Assessor especial da Alepe é exonerado após ser alvo da Operação Draft
O assessor especial da Assembleia Legislativa de Pernambuco (Alepe), Arthur Valença de Luna, foi exonerado do cargo em 15 de abril, mesmo dia em que a Polícia Civil deflagrou a Operação Draft, que investiga um esquema de "rachadinha" e desvios de, pelo menos, R$ 2,8 milhões de recursos públicos. A exoneração foi publicada no Diário Oficial do Estado em 17 de abril, mas foi assinada pelo presidente da Alepe, Álvaro Porto (MDB), em 16 de abril.
Investigação mira esquema criminoso na Assembleia Legislativa
Antes da exoneração, Arthur Valença de Luna trabalhava no gabinete da deputada estadual Gleide Ângelo (PSB). Em nota enviada à TV Globo, a parlamentar afirmou que o servidor é investigado por fatos ocorridos antes mesmo de ela exercer o mandato de deputada estadual e que não há qualquer relação entre a investigação e seu gabinete.
Gleide Ângelo destacou ainda que:
- Na época dos fatos apurados, o assessor integrava outro gabinete parlamentar;
- Por essa razão, não havia conhecimento sobre qualquer investigação envolvendo o servidor no momento da contratação;
- Tão logo a apuração se tornou conhecida, foram adotadas as medidas cabíveis, sem prejuízo do direito à ampla defesa e ao devido processo legal.
O g1 tentou encontrar o contato da defesa de Arthur Valença de Luna para obter uma resposta sobre a exoneração e a investigação, mas não conseguiu até a última atualização desta reportagem.
Operação Draft apura desvios milionários na Alepe
A Polícia Civil deflagrou a Operação Draft em 15 de abril, investigando um esquema de desvio de recursos públicos na Assembleia Legislativa de Pernambuco. A investigação, iniciada em dezembro de 2023, mira uma quadrilha suspeita de praticar crimes como peculato, concussão e lavagem de dinheiro, causando um prejuízo de, no mínimo, R$ 2,8 milhões.
Além de Arthur Valença de Luna, há outros servidores públicos e dois ex-deputados estaduais entre os alvos da operação. A Polícia Civil não divulgou os nomes dos envolvidos para não atrapalhar o andamento das investigações.

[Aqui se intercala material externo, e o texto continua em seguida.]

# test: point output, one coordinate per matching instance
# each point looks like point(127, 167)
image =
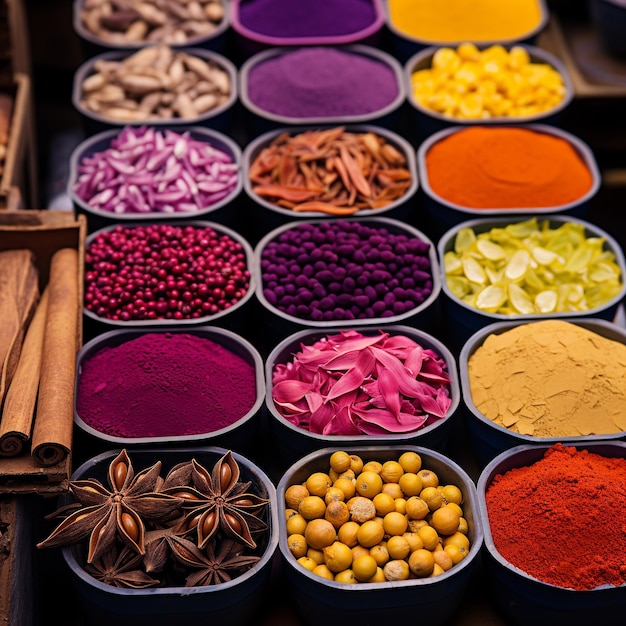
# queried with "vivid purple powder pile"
point(164, 385)
point(320, 81)
point(345, 270)
point(306, 18)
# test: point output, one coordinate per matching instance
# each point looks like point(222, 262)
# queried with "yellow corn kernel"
point(518, 57)
point(468, 51)
point(446, 59)
point(471, 106)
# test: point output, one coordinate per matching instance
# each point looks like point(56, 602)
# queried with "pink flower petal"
point(414, 360)
point(321, 417)
point(342, 424)
point(354, 377)
point(388, 386)
point(387, 421)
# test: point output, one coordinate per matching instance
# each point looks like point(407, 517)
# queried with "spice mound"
point(330, 171)
point(322, 82)
point(150, 21)
point(285, 19)
point(495, 82)
point(544, 517)
point(346, 270)
point(146, 387)
point(156, 83)
point(531, 267)
point(507, 168)
point(146, 170)
point(352, 384)
point(450, 21)
point(192, 527)
point(550, 378)
point(162, 271)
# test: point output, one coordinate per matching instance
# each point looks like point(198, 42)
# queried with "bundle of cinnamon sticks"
point(38, 338)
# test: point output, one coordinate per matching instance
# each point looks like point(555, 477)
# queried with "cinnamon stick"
point(19, 406)
point(54, 419)
point(19, 293)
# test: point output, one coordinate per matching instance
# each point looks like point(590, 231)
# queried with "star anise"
point(218, 501)
point(106, 514)
point(212, 567)
point(121, 569)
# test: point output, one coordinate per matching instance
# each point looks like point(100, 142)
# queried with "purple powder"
point(164, 385)
point(306, 18)
point(322, 82)
point(345, 270)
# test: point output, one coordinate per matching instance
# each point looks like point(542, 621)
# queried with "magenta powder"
point(306, 18)
point(322, 81)
point(164, 385)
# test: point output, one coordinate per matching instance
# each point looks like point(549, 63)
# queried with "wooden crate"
point(44, 232)
point(18, 183)
point(17, 560)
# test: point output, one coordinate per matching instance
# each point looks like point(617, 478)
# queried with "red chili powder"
point(508, 168)
point(562, 519)
point(164, 385)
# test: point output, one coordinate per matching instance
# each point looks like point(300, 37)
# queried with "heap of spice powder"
point(550, 378)
point(322, 82)
point(449, 21)
point(348, 383)
point(507, 168)
point(285, 19)
point(330, 171)
point(555, 519)
point(164, 385)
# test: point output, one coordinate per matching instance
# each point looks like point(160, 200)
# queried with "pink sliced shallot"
point(148, 170)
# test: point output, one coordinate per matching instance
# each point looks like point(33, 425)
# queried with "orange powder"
point(465, 20)
point(506, 167)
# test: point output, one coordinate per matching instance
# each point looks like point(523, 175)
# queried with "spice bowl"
point(272, 210)
point(422, 27)
point(131, 382)
point(525, 294)
point(436, 599)
point(542, 421)
point(347, 84)
point(165, 182)
point(199, 272)
point(236, 601)
point(495, 180)
point(447, 111)
point(109, 91)
point(522, 597)
point(329, 273)
point(309, 23)
point(290, 362)
point(118, 29)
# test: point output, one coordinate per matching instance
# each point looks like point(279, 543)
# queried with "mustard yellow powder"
point(449, 21)
point(550, 378)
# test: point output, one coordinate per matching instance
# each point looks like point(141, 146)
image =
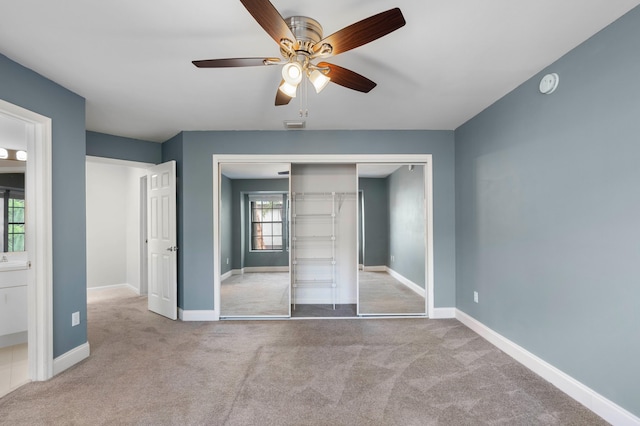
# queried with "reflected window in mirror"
point(12, 212)
point(12, 223)
point(267, 213)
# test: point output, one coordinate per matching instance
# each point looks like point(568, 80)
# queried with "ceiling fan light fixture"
point(288, 89)
point(292, 73)
point(319, 80)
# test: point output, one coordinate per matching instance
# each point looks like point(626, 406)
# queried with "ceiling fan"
point(301, 43)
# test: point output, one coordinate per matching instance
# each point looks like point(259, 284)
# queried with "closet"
point(355, 235)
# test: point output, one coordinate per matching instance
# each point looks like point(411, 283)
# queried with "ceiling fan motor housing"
point(307, 32)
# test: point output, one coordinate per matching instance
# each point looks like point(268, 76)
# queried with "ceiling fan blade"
point(348, 78)
point(235, 62)
point(281, 98)
point(363, 32)
point(269, 19)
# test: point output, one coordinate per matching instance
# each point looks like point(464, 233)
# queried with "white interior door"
point(162, 240)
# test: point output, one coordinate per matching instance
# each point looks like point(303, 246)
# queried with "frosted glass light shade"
point(292, 73)
point(288, 89)
point(319, 80)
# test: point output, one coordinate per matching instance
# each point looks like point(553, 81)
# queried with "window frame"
point(270, 197)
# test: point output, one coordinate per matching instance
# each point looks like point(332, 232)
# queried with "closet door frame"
point(325, 159)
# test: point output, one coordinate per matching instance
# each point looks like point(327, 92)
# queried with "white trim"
point(376, 268)
point(326, 158)
point(255, 269)
point(13, 339)
point(39, 241)
point(407, 282)
point(71, 358)
point(595, 402)
point(203, 315)
point(118, 162)
point(429, 261)
point(114, 286)
point(443, 313)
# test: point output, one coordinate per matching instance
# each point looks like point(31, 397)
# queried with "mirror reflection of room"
point(392, 238)
point(254, 240)
point(12, 212)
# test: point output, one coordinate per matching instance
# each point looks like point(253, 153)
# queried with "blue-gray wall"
point(121, 148)
point(376, 221)
point(548, 215)
point(407, 219)
point(195, 281)
point(226, 224)
point(23, 87)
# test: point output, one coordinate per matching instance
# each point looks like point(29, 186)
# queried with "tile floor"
point(14, 369)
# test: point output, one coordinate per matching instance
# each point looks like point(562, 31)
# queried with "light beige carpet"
point(147, 370)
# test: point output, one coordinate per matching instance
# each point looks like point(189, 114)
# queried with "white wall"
point(113, 222)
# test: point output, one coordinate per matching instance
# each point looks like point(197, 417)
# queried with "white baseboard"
point(114, 286)
point(442, 313)
point(322, 301)
point(374, 268)
point(595, 402)
point(407, 282)
point(71, 358)
point(13, 339)
point(193, 315)
point(249, 269)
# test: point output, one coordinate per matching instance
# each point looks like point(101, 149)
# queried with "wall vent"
point(294, 124)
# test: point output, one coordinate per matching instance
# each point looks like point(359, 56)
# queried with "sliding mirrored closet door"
point(254, 245)
point(391, 239)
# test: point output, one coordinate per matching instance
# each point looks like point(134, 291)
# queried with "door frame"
point(324, 159)
point(39, 240)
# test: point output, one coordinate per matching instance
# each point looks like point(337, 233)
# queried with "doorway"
point(115, 226)
point(38, 239)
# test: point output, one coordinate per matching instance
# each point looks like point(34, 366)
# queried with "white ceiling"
point(131, 60)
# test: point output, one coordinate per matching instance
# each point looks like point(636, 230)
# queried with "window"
point(11, 220)
point(15, 225)
point(266, 222)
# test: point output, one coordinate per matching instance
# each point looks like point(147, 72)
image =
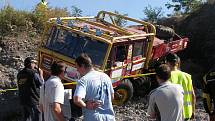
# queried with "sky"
point(134, 8)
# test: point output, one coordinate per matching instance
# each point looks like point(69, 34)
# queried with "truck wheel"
point(164, 32)
point(123, 92)
point(208, 105)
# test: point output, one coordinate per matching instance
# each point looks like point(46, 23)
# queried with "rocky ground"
point(13, 51)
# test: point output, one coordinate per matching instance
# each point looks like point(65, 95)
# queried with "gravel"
point(12, 54)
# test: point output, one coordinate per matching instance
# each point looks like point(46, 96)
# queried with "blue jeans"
point(31, 112)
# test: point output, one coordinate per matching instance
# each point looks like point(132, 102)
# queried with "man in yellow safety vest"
point(184, 79)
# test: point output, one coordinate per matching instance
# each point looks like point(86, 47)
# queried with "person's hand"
point(92, 105)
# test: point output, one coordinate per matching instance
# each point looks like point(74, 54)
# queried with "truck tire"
point(164, 32)
point(123, 92)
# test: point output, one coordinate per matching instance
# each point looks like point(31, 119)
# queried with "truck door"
point(138, 57)
point(119, 61)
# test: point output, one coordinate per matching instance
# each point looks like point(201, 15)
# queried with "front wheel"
point(123, 92)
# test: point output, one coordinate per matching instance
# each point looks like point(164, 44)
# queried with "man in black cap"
point(29, 81)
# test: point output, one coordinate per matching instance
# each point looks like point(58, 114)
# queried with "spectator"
point(184, 79)
point(94, 92)
point(52, 94)
point(166, 101)
point(29, 81)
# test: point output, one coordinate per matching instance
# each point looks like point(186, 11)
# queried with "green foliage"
point(184, 6)
point(42, 14)
point(12, 20)
point(76, 12)
point(152, 14)
point(120, 21)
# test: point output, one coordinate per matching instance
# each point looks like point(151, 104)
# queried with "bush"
point(14, 20)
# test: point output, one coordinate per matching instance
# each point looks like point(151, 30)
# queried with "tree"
point(184, 6)
point(152, 14)
point(77, 12)
point(119, 20)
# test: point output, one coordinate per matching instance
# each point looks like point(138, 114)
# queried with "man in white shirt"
point(52, 94)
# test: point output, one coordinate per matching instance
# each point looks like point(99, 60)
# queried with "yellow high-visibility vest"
point(184, 79)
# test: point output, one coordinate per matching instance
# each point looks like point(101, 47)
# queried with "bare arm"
point(58, 112)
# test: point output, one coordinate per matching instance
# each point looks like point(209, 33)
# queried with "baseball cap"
point(29, 60)
point(172, 57)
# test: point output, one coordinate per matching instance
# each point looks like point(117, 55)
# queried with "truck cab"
point(125, 53)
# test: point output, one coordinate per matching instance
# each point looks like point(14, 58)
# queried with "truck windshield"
point(72, 45)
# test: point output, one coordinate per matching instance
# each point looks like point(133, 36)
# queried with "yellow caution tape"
point(70, 83)
point(12, 89)
point(134, 76)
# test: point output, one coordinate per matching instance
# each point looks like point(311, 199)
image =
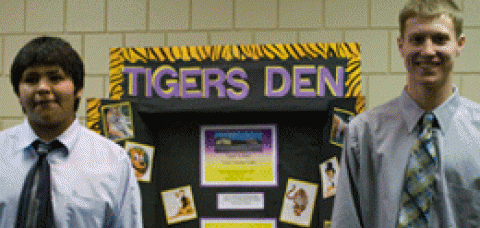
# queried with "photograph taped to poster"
point(179, 205)
point(141, 156)
point(117, 121)
point(238, 155)
point(327, 224)
point(340, 120)
point(298, 202)
point(329, 172)
point(237, 223)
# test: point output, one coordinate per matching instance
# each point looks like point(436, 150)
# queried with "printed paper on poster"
point(238, 155)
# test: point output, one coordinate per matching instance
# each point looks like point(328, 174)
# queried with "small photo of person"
point(326, 224)
point(298, 202)
point(141, 156)
point(329, 172)
point(117, 121)
point(179, 205)
point(340, 120)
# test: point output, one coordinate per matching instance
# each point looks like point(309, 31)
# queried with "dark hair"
point(51, 51)
point(432, 8)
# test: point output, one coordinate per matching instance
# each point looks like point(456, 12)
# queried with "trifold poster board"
point(232, 136)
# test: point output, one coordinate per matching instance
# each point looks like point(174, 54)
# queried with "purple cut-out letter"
point(286, 82)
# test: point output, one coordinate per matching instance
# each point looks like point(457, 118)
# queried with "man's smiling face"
point(428, 47)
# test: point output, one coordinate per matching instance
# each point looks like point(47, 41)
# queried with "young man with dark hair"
point(55, 172)
point(415, 161)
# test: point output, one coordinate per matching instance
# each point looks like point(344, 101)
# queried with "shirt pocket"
point(86, 212)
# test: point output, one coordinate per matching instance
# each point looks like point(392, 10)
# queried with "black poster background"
point(172, 125)
point(303, 144)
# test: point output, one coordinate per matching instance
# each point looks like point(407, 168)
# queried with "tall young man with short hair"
point(415, 161)
point(55, 172)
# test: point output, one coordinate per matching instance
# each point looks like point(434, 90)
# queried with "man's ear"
point(79, 93)
point(460, 44)
point(400, 45)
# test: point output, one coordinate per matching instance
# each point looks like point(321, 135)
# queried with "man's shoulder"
point(471, 107)
point(469, 104)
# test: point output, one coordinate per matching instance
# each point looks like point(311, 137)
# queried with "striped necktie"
point(35, 205)
point(416, 199)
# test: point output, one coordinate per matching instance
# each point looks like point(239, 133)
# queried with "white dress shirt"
point(92, 182)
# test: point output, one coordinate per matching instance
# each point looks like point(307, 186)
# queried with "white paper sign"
point(240, 201)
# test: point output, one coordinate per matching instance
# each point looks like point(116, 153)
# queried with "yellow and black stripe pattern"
point(94, 115)
point(349, 51)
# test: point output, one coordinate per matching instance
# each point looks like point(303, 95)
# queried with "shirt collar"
point(28, 136)
point(443, 113)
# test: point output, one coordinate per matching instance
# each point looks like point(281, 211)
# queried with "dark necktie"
point(35, 205)
point(418, 190)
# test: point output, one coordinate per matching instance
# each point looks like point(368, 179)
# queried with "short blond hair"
point(431, 8)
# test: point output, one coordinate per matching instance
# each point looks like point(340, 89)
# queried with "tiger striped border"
point(118, 56)
point(94, 115)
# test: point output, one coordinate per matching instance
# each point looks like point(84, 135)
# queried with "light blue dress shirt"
point(93, 184)
point(375, 154)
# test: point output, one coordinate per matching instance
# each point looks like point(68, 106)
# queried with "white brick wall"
point(93, 26)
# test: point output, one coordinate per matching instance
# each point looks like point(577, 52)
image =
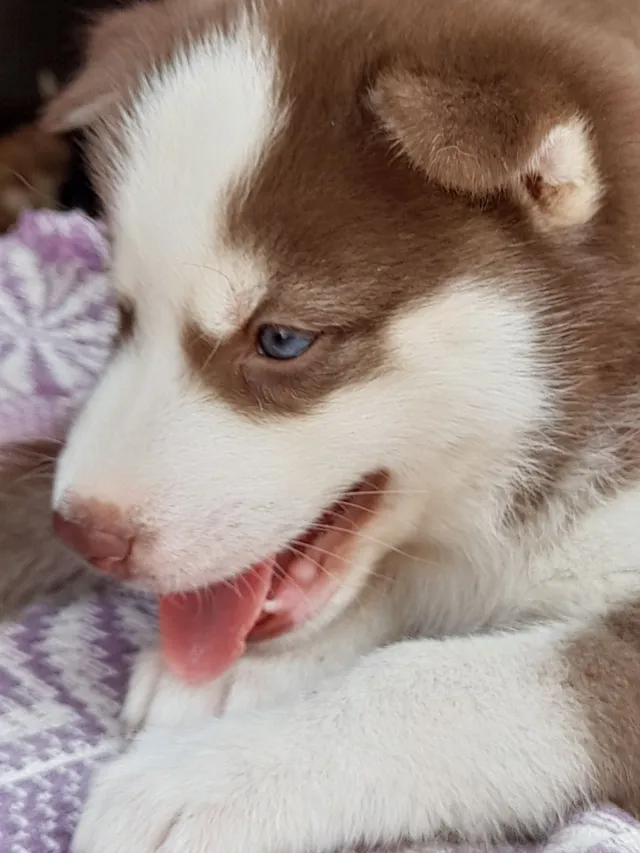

Foram cumpridos oito mandados de busca e apreensão no Recife, em Olinda e em Jaboatão dos Guararapes, na Região Metropolitana. A polícia apreendeu dinheiro em diferentes moedas e barras de prata, além de ter bloqueado bens e contas por determinação da Justiça.
Como funcionava o esquema criminoso
De acordo com a Polícia Civil, o esquema operava da seguinte forma:
- Eram nomeados assessores sem prestação de serviço, com salários entre R$ 6 mil a R$ 18 mil;
- O pagamento mensal desses assessores era, em grande parte, repassado para o grupo criminoso — prática conhecida como “rachadinha”;
- Os "assessores fantasmas" ficavam com apenas R$ 300, devolvendo o restante para os operadores do esquema;
- Há indícios de que os valores desviados eram ocultados por meio de contas de laranjas, com depósitos em valores partidos e operações financeiras simuladas.
Os desvios aconteceram entre 2015 e 2019, período em que o esquema criminoso esteve ativo na Assembleia Legislativa de Pernambuco.